Cheaper Short Term Plans Can Now Last Up To 3 Years

The Trump Administration has finally finalized expanding insurance companies ability to sell short-term health insurance plans for up to 3 years (36 months). This will allow consumers to buy less expensive and less comprehensive insurance policies for a longer time. The old rule for short-term health insurance was that it cannot last for more than three months. This new rule will open these policies to consumers for up to 36 months, in hopes that more healthy people will utilize them. These plans may offer less coverage, but will be there for those who can not afford or do not feel that they need extensive coverage.

“We want to open up affordable alternatives to unaffordable Affordable Care Act policies,” said Health and Human Services Secretary Alex Azar. “Americans need more choices in health insurance so they can find coverage that meets their needs. The status quo is failing too many Americans who face skyrocketing costs and fewer and fewer choices. This is one step in the direction of providing Americans health insurance options that are more affordable and more suitable for individual and family circumstances.”
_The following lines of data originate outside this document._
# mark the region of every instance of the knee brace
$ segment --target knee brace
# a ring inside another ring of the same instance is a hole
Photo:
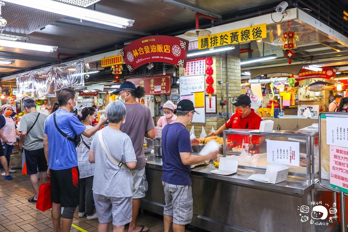
[[[75,207],[64,207],[63,213],[62,214],[62,218],[67,219],[72,219],[74,217],[74,212],[76,209]]]

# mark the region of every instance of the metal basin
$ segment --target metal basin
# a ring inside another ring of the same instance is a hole
[[[155,155],[158,157],[162,157],[162,146],[161,145],[156,145],[153,146],[153,151]]]

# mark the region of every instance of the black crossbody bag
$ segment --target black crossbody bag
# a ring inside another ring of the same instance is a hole
[[[66,135],[64,132],[62,131],[62,130],[59,129],[58,127],[58,126],[57,125],[57,123],[56,122],[56,112],[55,112],[53,113],[53,120],[54,121],[54,125],[56,126],[56,128],[58,130],[59,133],[61,133],[61,134],[63,135],[63,137],[66,138],[68,140],[70,140],[73,142],[74,142],[74,144],[75,144],[75,147],[76,147],[79,144],[80,144],[80,142],[81,141],[81,137],[80,137],[79,135],[75,134],[75,137],[73,138],[71,137]]]

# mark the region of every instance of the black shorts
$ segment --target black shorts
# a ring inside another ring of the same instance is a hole
[[[62,170],[50,169],[51,200],[62,207],[79,205],[80,189],[79,169],[75,167]]]
[[[47,161],[44,148],[33,151],[24,150],[25,154],[26,172],[29,175],[36,174],[39,171],[47,171]]]

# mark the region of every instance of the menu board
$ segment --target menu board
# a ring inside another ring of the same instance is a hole
[[[348,147],[348,118],[326,117],[326,143]]]
[[[205,70],[205,58],[189,60],[186,62],[184,75],[185,77],[204,75]]]
[[[267,140],[267,162],[299,166],[300,143]]]
[[[180,77],[180,99],[188,99],[200,114],[193,114],[193,122],[205,123],[204,75]]]

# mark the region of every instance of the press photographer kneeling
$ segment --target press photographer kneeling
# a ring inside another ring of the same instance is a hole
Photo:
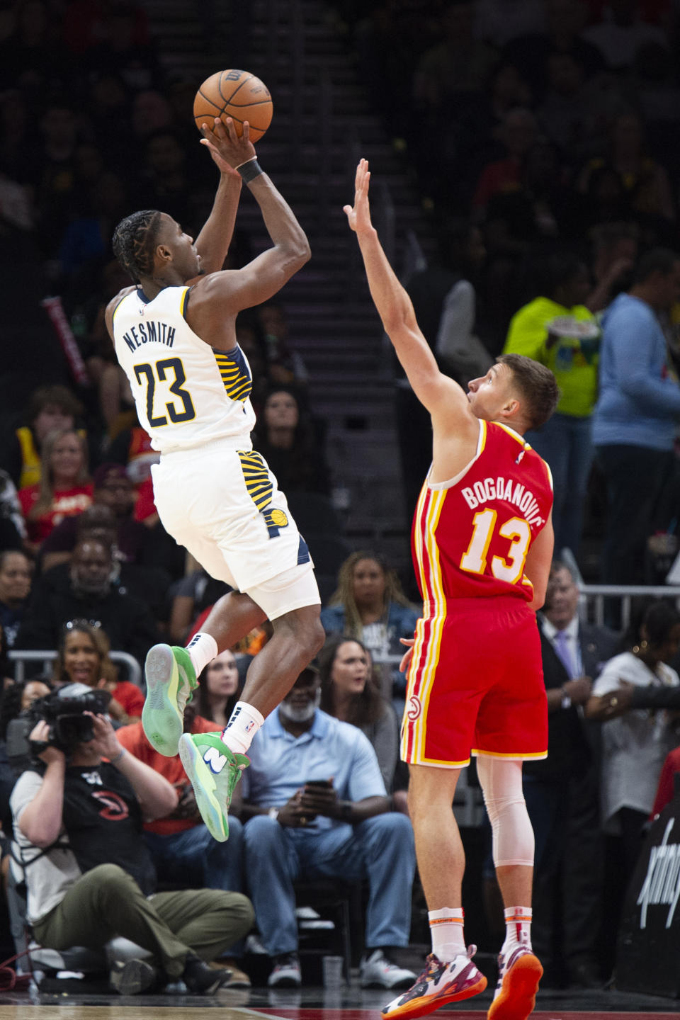
[[[32,706],[35,765],[10,800],[28,921],[50,949],[103,947],[122,935],[149,951],[150,961],[114,964],[110,980],[121,994],[178,980],[194,994],[212,992],[230,972],[204,961],[247,934],[252,906],[221,889],[155,892],[142,823],[172,811],[176,794],[120,747],[104,714],[109,697],[71,684]]]

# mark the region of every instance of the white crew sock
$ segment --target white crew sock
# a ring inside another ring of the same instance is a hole
[[[501,952],[506,960],[518,946],[531,949],[531,907],[509,907],[506,917],[506,940]]]
[[[195,633],[187,646],[189,658],[194,664],[196,675],[200,676],[209,662],[217,655],[217,642],[212,634],[207,634],[204,630]]]
[[[264,716],[256,708],[247,702],[237,702],[222,730],[222,744],[226,744],[234,754],[245,755],[263,722]]]
[[[432,953],[441,963],[451,963],[456,956],[466,952],[463,937],[463,908],[443,907],[428,910]]]

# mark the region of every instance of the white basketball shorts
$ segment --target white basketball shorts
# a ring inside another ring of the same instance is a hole
[[[285,496],[250,441],[219,440],[164,453],[151,468],[163,527],[216,577],[268,618],[318,605],[307,544]]]

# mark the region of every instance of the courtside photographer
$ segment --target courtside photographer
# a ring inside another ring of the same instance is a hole
[[[118,744],[104,714],[109,697],[69,684],[32,706],[36,764],[10,799],[28,922],[50,949],[103,948],[118,935],[139,946],[139,958],[110,970],[120,994],[176,981],[213,992],[230,972],[204,961],[248,933],[251,904],[221,889],[155,891],[142,824],[171,812],[176,794]]]

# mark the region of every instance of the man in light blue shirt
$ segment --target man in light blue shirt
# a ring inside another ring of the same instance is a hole
[[[415,872],[413,829],[389,810],[375,752],[356,726],[318,708],[308,667],[250,748],[244,772],[245,861],[269,985],[301,983],[294,882],[368,880],[364,986],[409,987],[415,974],[390,959],[408,946]]]
[[[679,299],[680,255],[657,248],[642,256],[631,290],[603,319],[593,442],[607,482],[603,580],[609,584],[645,579],[646,541],[680,421],[680,387],[659,315]]]

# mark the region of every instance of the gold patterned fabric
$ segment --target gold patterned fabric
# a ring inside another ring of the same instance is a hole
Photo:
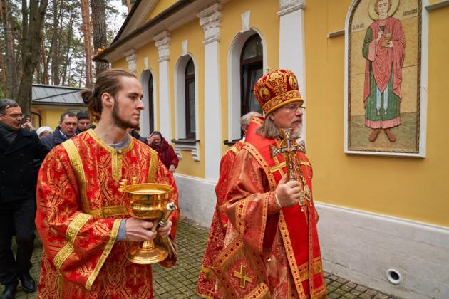
[[[150,266],[129,262],[134,244],[117,241],[126,211],[122,179],[167,184],[172,174],[149,147],[131,139],[116,150],[88,130],[53,148],[38,179],[36,224],[43,245],[41,298],[152,298]],[[171,237],[179,211],[172,215]],[[161,263],[170,266],[175,260]]]
[[[303,102],[298,80],[289,70],[269,72],[254,85],[254,97],[265,115],[292,102]]]

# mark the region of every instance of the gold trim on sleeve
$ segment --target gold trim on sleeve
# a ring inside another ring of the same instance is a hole
[[[81,229],[81,227],[83,227],[91,217],[91,215],[87,214],[79,213],[68,225],[67,231],[66,232],[67,243],[56,253],[53,261],[56,269],[59,270],[67,258],[72,254],[74,250],[73,242],[76,238],[78,233],[80,231],[80,229]]]
[[[97,217],[104,218],[111,216],[128,215],[128,212],[126,206],[105,206],[100,209],[91,210],[91,215]]]
[[[69,139],[66,142],[63,142],[62,145],[66,149],[67,154],[68,154],[70,164],[72,167],[72,169],[73,169],[73,172],[75,172],[76,180],[78,181],[83,210],[86,213],[91,214],[89,202],[87,200],[86,174],[84,174],[84,168],[83,167],[83,163],[81,163],[80,153],[78,152],[78,150],[73,143],[73,140],[71,139]]]
[[[265,172],[265,175],[267,175],[267,178],[268,179],[268,183],[269,184],[270,190],[275,190],[276,187],[277,186],[277,183],[276,182],[276,179],[274,179],[274,176],[273,176],[273,174],[269,170],[269,167],[268,166],[268,164],[267,163],[262,155],[251,143],[244,142],[243,144],[243,148],[249,152],[251,155],[254,157],[256,161],[259,162],[259,164],[262,166],[264,172]]]
[[[118,229],[120,227],[120,224],[122,220],[123,219],[114,220],[114,224],[113,225],[112,231],[110,232],[110,237],[108,241],[108,243],[105,247],[105,250],[103,251],[103,253],[101,253],[101,256],[100,257],[100,259],[98,260],[97,265],[95,267],[95,269],[93,269],[93,271],[86,282],[85,287],[86,290],[91,290],[91,288],[92,288],[92,285],[93,284],[95,279],[97,278],[97,276],[100,273],[101,267],[103,267],[103,264],[106,261],[106,258],[108,258],[108,256],[109,256],[109,253],[110,253],[110,251],[112,250],[113,246],[114,246],[114,243],[115,242],[115,239],[117,238],[117,235],[118,234]]]
[[[155,175],[156,174],[156,170],[158,169],[158,152],[150,149],[150,167],[148,168],[148,183],[153,183],[155,179]]]

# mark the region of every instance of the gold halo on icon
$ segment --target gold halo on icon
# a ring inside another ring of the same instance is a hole
[[[374,21],[377,21],[379,18],[379,15],[374,10],[374,4],[376,4],[377,0],[371,0],[369,1],[369,6],[368,6],[368,14],[369,17]],[[391,7],[388,9],[388,16],[393,16],[396,12],[399,7],[399,0],[390,0],[391,1]]]

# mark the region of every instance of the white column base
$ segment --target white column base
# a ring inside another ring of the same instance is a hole
[[[323,268],[407,299],[449,298],[449,229],[316,203]],[[396,269],[393,285],[386,272]]]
In 2016, Obama restricted these plans by limiting them to just three months of coverage from 12 months.  Back in October, Trump issued an executive order to cut back the restrictions on these plans that limited them to three months. By removing these restrictions, Trump gave the public the ability to decide for themselves whether they need a more committal plan, or a short term plan for the next year. This is one of Trump’s first steps to achieving his promise of dismantling the ACA once and for all.

Some skeptics worry that the more healthy people leave the marketplace, the more expensive premiums will be for those still in the market. The premiums would increase and cause subsidies for policyholders to rise which in turn would cost the government more money.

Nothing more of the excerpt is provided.